I love a good cheese smoke! Looks like a good start.  Sorry if I'm hijacking the thread a little but If the ambient temperature is too warm for cheese but you cooled the smoker down with frozen bottles or ice packs, could you then smoke cheese during the warm months.   I was wondering about this because I smoke cheese in my MES30 without it even plugged in.  So the temp of the box is usually the ambient temp plus whatever the AMNPS puts off.  I understand that moisture in the box could affect the functioning of the AMNPS but if the ice is contained like in an ice pack or frozen bottle, would this work?  I'm asking because I just started smoking cheese this winter and it was a cold one.


----------



## broken gun (Mar 27, 2015)

Well, i just took mine off after 4 hours of smoke. I didnt take notes but i started off around 61 degrees inside smoker after about 1 hour the temp was 70, but the ambient temp outside was climbing also so i added a frozen water bottle. It didnt bring the temp down but i think it held it from getting higher at a faster rate, i did have the AMND lit at both ends. That being said it is 70 degrees right now and i pulled cheese at 77 degrees inside box. Hope that helps, i have had temps reach 80-85 degree with no melting but that is hard cheese only.

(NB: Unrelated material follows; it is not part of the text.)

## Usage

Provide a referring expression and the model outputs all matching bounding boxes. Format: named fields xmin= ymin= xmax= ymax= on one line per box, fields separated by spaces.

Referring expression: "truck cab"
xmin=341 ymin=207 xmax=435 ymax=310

Heres the finished product.













IMG_0208.JPG



__ broken gun
__ Mar 27, 2015


















IMG_0209.JPG



__ broken gun
__ Mar 27, 2015






Will rest for a day and vac up tomorrow,and just wait.

Thanks


----------



## worktogthr (Mar 28, 2015)

Thanks for the info!  Looks really great.  And now for the ever difficult waiting period haha


----------



## inkjunkie (Mar 28, 2015)

Looks good. Last batch of cheese I smoked the wife had me leave it in the smoker for 5 hours if I remember right....


----------



## smokin jaynh (Jun 7, 2015)

try a Styrofoam cooler in the shade with a cold smoke generator.













20150607_124807.jpg



__ smokin jaynh
__ Jun 7, 2015


----------



## inkjunkie (Jun 7, 2015)

Just did our last cheese smoke til fall not to long ago. Use our XLBGE with the AMNPS under the fire grate. Egg is in the sun most of the day. Temperature in the Egg hit 90* or so...cheese was just starting to get soft when I pulled it. 
Your cheese looks fantastic.


----------